Żużel. Gorzowianie z nowymi lożami na mecz o brąz. Zapełnili już wszystkie miejsca na kolejny sezon

Gorzowski klub uporał się z jednym ze swoich najważniejszych tegorocznych projektów przed końcem sezonu 2021. Partnerzy biznesowi nadwarciańskiej ekipy będą mogli oglądać zmagania o brązowy medal Drużynowych Mistrzostw Polski w nowopowstałych lożach. 

 

Budowa lóż na stadionie im. Edwarda Jancarza rozpoczęła się pod koniec marca.
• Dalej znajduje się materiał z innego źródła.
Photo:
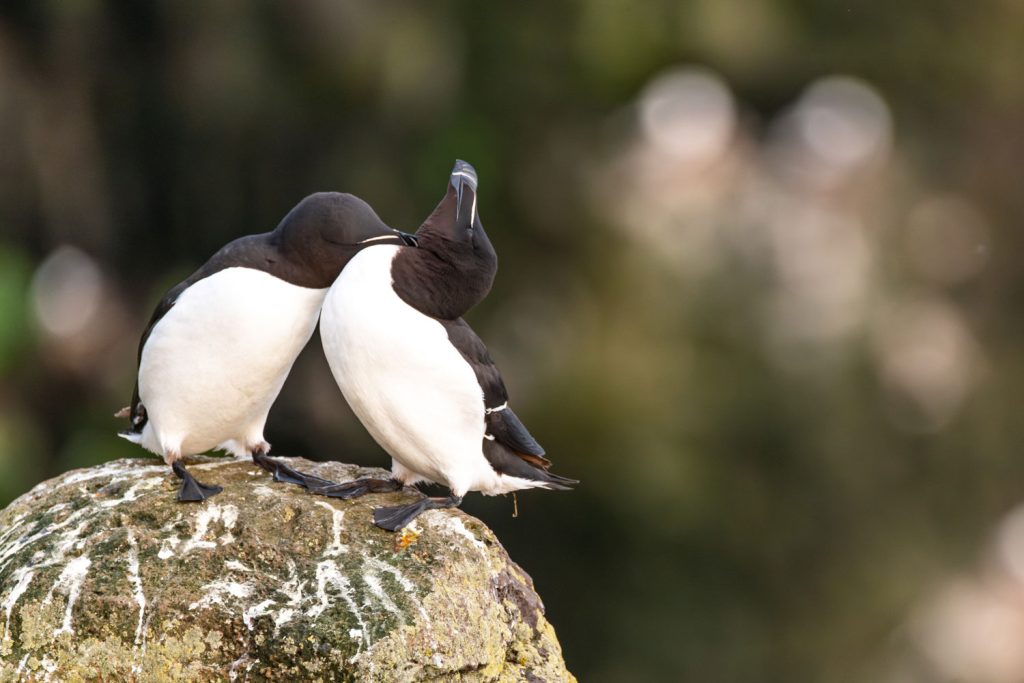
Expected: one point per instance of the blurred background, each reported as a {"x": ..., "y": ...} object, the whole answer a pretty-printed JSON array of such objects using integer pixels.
[{"x": 760, "y": 288}]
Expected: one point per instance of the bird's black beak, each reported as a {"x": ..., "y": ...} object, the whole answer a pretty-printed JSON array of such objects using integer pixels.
[{"x": 464, "y": 182}]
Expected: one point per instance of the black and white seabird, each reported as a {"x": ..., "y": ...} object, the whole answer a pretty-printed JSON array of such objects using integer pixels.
[
  {"x": 417, "y": 376},
  {"x": 217, "y": 349}
]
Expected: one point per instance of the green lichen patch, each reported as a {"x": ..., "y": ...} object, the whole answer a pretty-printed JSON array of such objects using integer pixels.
[{"x": 103, "y": 575}]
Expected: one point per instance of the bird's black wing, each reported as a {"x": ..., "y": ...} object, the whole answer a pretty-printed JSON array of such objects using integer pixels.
[{"x": 503, "y": 425}]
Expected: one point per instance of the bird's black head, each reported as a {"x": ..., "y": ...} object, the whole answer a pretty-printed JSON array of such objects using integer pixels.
[
  {"x": 326, "y": 229},
  {"x": 456, "y": 264}
]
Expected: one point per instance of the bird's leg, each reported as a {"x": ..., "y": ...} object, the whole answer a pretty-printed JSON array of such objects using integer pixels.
[
  {"x": 284, "y": 473},
  {"x": 357, "y": 487},
  {"x": 394, "y": 518},
  {"x": 192, "y": 491}
]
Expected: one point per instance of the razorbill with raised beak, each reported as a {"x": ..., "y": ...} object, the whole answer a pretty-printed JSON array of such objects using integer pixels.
[
  {"x": 219, "y": 345},
  {"x": 417, "y": 376}
]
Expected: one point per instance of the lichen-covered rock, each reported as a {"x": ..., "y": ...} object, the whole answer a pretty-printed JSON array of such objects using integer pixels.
[{"x": 103, "y": 575}]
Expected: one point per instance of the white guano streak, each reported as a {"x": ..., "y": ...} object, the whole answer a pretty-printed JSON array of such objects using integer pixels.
[{"x": 71, "y": 580}]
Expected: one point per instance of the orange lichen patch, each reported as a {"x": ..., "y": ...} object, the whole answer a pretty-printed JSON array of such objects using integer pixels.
[{"x": 406, "y": 538}]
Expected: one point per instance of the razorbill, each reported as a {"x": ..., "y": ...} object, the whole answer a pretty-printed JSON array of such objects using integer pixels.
[
  {"x": 219, "y": 345},
  {"x": 417, "y": 376}
]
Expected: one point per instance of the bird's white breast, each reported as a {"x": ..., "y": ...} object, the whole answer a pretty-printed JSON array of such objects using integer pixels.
[
  {"x": 214, "y": 364},
  {"x": 404, "y": 380}
]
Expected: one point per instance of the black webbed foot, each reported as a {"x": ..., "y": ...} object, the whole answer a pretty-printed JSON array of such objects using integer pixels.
[
  {"x": 193, "y": 491},
  {"x": 287, "y": 474},
  {"x": 350, "y": 489},
  {"x": 393, "y": 518}
]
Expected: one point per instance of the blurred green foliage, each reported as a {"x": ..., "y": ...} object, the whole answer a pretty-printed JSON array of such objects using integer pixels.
[{"x": 766, "y": 314}]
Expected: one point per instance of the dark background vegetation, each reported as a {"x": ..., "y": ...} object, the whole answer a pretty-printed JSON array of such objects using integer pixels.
[{"x": 760, "y": 287}]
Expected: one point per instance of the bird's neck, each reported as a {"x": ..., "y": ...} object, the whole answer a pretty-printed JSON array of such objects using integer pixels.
[{"x": 443, "y": 280}]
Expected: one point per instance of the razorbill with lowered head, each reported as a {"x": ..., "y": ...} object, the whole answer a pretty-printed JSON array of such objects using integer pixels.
[
  {"x": 219, "y": 345},
  {"x": 417, "y": 376}
]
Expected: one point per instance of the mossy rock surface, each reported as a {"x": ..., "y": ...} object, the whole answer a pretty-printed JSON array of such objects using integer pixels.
[{"x": 103, "y": 575}]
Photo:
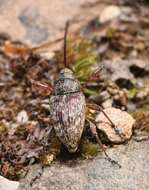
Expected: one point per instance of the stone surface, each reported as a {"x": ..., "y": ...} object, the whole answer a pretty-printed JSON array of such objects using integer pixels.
[
  {"x": 109, "y": 13},
  {"x": 125, "y": 72},
  {"x": 6, "y": 184},
  {"x": 35, "y": 22},
  {"x": 98, "y": 173},
  {"x": 123, "y": 121}
]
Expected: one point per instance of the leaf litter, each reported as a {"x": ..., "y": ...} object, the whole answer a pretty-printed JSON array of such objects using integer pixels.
[{"x": 26, "y": 134}]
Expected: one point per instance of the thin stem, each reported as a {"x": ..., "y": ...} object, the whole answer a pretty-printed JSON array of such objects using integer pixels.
[
  {"x": 94, "y": 132},
  {"x": 65, "y": 43}
]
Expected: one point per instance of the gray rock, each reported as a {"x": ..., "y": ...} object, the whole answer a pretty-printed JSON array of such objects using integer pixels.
[
  {"x": 97, "y": 174},
  {"x": 123, "y": 121},
  {"x": 125, "y": 72}
]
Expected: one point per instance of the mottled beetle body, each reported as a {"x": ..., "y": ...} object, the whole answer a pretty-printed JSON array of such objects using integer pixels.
[{"x": 68, "y": 107}]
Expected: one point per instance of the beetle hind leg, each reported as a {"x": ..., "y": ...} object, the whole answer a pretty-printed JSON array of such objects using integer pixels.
[{"x": 95, "y": 134}]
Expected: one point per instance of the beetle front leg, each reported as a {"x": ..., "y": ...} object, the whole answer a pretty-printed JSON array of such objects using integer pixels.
[{"x": 95, "y": 134}]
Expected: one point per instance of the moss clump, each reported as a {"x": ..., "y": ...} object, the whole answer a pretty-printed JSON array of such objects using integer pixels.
[
  {"x": 21, "y": 132},
  {"x": 142, "y": 120},
  {"x": 3, "y": 129},
  {"x": 89, "y": 150}
]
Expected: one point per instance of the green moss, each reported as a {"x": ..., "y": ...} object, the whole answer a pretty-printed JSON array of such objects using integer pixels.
[
  {"x": 142, "y": 120},
  {"x": 21, "y": 132},
  {"x": 3, "y": 129},
  {"x": 132, "y": 93}
]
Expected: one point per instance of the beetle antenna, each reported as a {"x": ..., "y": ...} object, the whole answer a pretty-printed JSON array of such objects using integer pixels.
[{"x": 65, "y": 43}]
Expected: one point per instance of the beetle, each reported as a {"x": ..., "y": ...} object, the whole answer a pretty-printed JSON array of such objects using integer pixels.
[{"x": 68, "y": 107}]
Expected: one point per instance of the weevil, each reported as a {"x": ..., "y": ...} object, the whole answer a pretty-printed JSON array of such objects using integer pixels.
[{"x": 68, "y": 107}]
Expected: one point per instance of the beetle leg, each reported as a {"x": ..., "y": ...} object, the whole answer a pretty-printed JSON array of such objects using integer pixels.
[
  {"x": 100, "y": 109},
  {"x": 94, "y": 132}
]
Teraz gorzowianie mają do dyspozycji 34 specjalne pomieszczenia dla najbardziej wymagających kibiców.

– Budowa została już zakończona. Cieszymy się, że osoby, które wykupiły loże od razu zobaczą tak istotne spotkanie. Gorzowscy fani pamiętają oczywiście nasze niedawne starcia o medale, jednak teraz będzie ono połączone z ceremonią. Liczymy, że pierwszy mecz z nowymi lożami będzie okraszony dekoracją gorzowskich zawodników, ale oczywiście w sporcie wszystko może się wydarzyć – mówi nam Tomasz Michalski, dyrektor dziewięciokrotnych mistrzów Polski.
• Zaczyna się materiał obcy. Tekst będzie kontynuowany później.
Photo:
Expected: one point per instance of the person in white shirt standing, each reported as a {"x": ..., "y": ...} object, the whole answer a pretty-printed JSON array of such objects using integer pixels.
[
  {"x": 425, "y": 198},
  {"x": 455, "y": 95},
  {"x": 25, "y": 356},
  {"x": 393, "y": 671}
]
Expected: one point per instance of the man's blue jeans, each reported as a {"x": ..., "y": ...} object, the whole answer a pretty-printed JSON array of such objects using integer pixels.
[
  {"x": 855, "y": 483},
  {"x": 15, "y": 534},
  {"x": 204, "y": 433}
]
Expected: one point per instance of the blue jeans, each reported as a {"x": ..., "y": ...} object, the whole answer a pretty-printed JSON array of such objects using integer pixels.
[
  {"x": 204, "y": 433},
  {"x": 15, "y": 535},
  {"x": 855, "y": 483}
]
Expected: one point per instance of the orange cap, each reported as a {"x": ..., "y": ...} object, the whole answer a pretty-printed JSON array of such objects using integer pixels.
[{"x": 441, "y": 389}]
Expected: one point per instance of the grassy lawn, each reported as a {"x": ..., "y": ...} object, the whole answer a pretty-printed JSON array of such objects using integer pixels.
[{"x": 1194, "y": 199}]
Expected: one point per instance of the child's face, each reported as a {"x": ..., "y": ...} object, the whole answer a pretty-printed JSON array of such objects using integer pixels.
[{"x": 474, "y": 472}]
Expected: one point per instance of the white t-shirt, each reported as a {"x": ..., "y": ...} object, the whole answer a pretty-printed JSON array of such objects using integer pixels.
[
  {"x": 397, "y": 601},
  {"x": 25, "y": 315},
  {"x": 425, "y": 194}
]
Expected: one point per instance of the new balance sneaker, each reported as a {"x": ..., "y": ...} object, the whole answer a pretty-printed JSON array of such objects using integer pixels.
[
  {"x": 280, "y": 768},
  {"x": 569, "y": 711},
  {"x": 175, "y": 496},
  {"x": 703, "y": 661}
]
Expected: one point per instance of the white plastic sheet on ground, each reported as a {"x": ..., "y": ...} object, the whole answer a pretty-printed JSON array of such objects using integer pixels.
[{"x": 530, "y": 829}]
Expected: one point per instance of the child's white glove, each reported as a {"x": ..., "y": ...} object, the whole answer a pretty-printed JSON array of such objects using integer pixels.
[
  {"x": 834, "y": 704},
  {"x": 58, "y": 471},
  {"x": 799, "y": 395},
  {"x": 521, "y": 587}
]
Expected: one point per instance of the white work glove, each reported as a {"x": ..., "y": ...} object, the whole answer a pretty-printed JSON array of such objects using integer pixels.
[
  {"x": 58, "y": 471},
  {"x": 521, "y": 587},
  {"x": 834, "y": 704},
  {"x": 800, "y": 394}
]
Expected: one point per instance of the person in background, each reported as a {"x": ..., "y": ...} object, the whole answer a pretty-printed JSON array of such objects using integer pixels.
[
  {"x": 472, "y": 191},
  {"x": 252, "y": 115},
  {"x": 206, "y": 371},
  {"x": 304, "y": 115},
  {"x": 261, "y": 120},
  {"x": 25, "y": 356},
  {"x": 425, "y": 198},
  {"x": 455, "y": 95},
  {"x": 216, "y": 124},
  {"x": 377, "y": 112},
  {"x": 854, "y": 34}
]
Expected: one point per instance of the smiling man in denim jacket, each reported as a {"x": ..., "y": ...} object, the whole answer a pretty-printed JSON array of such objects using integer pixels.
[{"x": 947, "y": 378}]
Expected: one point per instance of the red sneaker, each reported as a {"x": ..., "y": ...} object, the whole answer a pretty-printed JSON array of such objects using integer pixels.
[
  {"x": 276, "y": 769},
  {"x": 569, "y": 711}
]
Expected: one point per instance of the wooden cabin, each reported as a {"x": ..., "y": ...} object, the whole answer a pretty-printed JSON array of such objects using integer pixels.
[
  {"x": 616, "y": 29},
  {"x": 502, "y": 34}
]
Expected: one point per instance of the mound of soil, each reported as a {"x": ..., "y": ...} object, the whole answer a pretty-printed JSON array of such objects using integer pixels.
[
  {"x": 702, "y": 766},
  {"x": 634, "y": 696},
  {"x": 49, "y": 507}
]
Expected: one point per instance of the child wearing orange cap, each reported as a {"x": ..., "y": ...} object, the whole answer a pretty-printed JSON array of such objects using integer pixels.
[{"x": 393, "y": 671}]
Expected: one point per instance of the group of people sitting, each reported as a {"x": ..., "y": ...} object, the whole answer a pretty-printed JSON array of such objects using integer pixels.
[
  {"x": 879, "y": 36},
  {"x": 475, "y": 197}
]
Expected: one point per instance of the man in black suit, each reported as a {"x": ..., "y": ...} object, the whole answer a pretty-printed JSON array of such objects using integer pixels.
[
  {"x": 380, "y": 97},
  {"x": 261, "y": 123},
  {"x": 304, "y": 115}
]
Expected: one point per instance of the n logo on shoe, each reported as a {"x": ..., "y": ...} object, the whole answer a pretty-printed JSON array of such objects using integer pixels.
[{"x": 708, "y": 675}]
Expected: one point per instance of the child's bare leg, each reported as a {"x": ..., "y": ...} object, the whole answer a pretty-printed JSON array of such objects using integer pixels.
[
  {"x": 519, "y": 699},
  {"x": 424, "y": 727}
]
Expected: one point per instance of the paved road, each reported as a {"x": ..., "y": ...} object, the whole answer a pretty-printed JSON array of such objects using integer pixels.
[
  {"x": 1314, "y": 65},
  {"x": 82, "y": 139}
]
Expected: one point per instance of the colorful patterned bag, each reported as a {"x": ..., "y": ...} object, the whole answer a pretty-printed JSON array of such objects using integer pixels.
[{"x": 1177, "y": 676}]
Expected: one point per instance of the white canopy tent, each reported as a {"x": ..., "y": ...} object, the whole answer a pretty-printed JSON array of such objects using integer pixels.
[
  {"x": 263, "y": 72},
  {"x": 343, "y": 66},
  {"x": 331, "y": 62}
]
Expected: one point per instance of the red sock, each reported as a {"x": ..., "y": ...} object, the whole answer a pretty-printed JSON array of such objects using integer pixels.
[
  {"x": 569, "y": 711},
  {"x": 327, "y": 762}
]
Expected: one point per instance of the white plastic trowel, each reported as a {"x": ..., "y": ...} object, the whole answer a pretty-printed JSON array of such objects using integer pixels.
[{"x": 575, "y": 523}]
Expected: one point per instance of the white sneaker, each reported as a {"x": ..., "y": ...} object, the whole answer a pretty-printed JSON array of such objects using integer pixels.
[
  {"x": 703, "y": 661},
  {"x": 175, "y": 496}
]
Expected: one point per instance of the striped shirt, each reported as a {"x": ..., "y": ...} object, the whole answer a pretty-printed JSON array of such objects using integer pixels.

Pomimo tego, że loże dopiero powstały, to są już zajęte na cały przyszły sezon. Koszt wynajęcia jednej z nich to 65 tysięcy złotych netto za całe rozgrywki. Co zatem sprawia, że sponsorzy tak chętnie decydują się na korzystanie z oferty klubu?

– Nasi partnerzy widzą potencjał biznesowy klubu. Pamiętajmy, że loża daje nie tylko możliwość przeżywania meczu w bardzo komfortowych warunkach, ze znakomitym widokiem, ale również sprawia możliwość przeprowadzenia spotkania biznesowego. Przy wynajęciu każdej loży rozmawiamy z naszymi partnerami i dostosowujemy ją do potrzeb zainteresowanych. Przyjeżdża do nas wielu partnerów, także z miejsc znacznie oddalonych do Gorzowa – kontynuuje nasz rozmówca.
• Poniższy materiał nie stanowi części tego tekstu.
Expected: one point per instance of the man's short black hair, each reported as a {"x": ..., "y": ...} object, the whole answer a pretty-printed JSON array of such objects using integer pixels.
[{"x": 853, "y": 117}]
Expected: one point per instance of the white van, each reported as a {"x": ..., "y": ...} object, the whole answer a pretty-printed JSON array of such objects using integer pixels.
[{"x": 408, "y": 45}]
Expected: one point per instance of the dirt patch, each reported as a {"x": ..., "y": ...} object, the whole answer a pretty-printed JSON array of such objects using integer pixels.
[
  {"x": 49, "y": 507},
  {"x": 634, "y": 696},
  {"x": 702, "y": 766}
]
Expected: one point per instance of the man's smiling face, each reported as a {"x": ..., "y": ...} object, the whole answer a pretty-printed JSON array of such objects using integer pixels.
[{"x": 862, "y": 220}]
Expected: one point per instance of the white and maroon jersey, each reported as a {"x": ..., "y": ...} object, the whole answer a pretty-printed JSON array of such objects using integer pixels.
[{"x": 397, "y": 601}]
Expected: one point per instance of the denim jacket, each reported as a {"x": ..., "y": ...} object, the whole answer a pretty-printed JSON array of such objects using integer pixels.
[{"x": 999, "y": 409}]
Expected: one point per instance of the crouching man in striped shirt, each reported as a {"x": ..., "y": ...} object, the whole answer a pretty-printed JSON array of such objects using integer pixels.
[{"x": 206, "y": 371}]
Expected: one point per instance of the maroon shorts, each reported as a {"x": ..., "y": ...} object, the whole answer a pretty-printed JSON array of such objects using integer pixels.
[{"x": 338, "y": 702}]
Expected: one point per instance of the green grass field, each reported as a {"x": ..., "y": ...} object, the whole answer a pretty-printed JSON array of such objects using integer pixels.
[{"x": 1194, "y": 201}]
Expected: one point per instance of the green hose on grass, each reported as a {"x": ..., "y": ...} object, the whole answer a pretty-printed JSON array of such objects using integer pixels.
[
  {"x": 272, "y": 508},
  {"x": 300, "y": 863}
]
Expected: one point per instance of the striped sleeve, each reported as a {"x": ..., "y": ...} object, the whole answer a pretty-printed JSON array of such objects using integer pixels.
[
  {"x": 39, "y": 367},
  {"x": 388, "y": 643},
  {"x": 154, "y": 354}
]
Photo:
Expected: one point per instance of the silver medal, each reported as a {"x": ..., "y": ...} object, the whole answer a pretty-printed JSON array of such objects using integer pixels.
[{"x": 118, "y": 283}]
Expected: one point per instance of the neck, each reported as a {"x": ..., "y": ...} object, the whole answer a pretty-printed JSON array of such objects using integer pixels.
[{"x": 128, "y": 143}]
Sukcesy sprzedażowe sprawiają, że przedstawiciele klubu myślą już o tym, jak jeszcze bardziej poszerzyć swoją strefę biznesową na stadionie. Niewykluczone, że w najbliższej przyszłości na „Jancarzu” powstanie specjalna sala konferencyjna.

– W naszych głowach rodzą się już kolejne plany. Myślimy chociażby o sali konferencyjnej, która byłaby do dyspozycji naszych gości nie tylko podczas meczów. Byłoby to świetne miejsce na imprezy okolicznościowe, także poza sezonem  – podsumowuje Tomasz Michalski.